Of course, Bell wasn't the only actor returning to the franchise, as Shawnee Smith also reprised her role as Kramer's apprentice, Amanda Young. I'm not overly familiar with this character because I haven't watched the sequels she's in. Regardless, I thought Smith did a good job portraying Young, who's as twisted as Kramer is. Then, there's Synnøve Macody Lund, who plays Cecilia Pederson, the leader of her con artist group who's more conniving and heartless than Kramer. She's someone we'd love to see get their just desserts, whether it's through torture or death, and Lund did a decent job making us feel that way through her performance.

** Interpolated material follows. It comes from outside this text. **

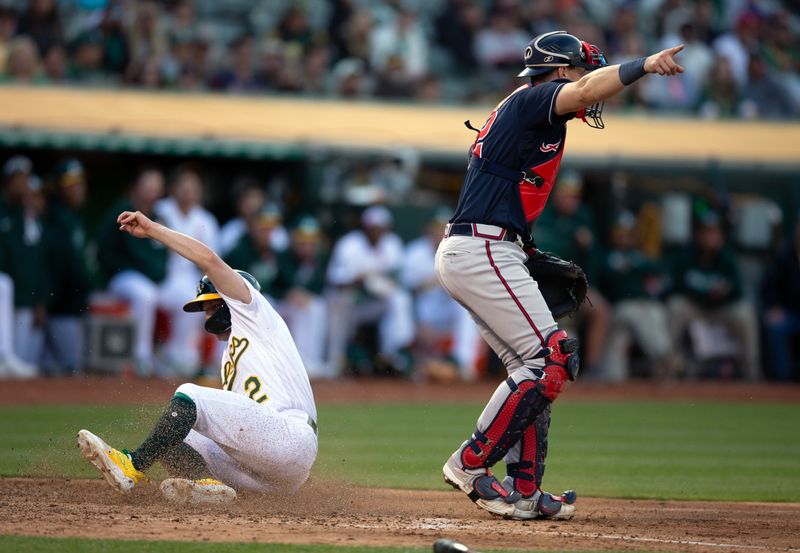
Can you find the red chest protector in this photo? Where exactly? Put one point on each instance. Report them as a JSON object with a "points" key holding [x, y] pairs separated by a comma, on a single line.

But what about the traps and the kills, you ask? Well, I can tell you this: they're just as brutal and unsettling as a "Saw" movie can get. Even though the kill count is small, it's still satisfying in the film's practical effects and nightmarish vision to make fans cheer or gag. What makes them more disturbing is the build-up, which brings back the tension-filled and queasy feeling of seeing someone "surviving" the game that was absent in the previous installments. But, of course, I should remind you that if you have a weak stomach, you should not watch this film. As for the traps, the film has a couple that I thought were cleverly designed and gleefully gross, including the eye vacuum trap seen on the poster and the brain surgery "test" for Mateo (Octavio Hinojosa). Ten movies in, and the franchise still hasn't lost its footing with its gruesome ideas.
Overall, "Saw X" has the tools to satisfy the franchise's fans thirsty for blood and gross-out brutalities, but it also did the impossible of having a surprisingly heartfelt story amid its torturous ways. The plot does have its flaws regarding its formula. However, its decision to show it from Kramer's perspective is refreshing enough to breathe new life into the film series's narrative structure, a similar goal that "Spiral" failed to accomplish. With its decent cast (featuring Tobin Bell's stellar performance), Greutert's direction, suitable screenplay, and satisfying kills, "Saw X" is a huge improvement over the previous two installments that's also a welcoming return of Kramer's reign of retributed terror. If you enjoyed the other "Saw" movies, you'll likely get the same enjoyment from this latest installment. If not, then you're better off playing a different game instead.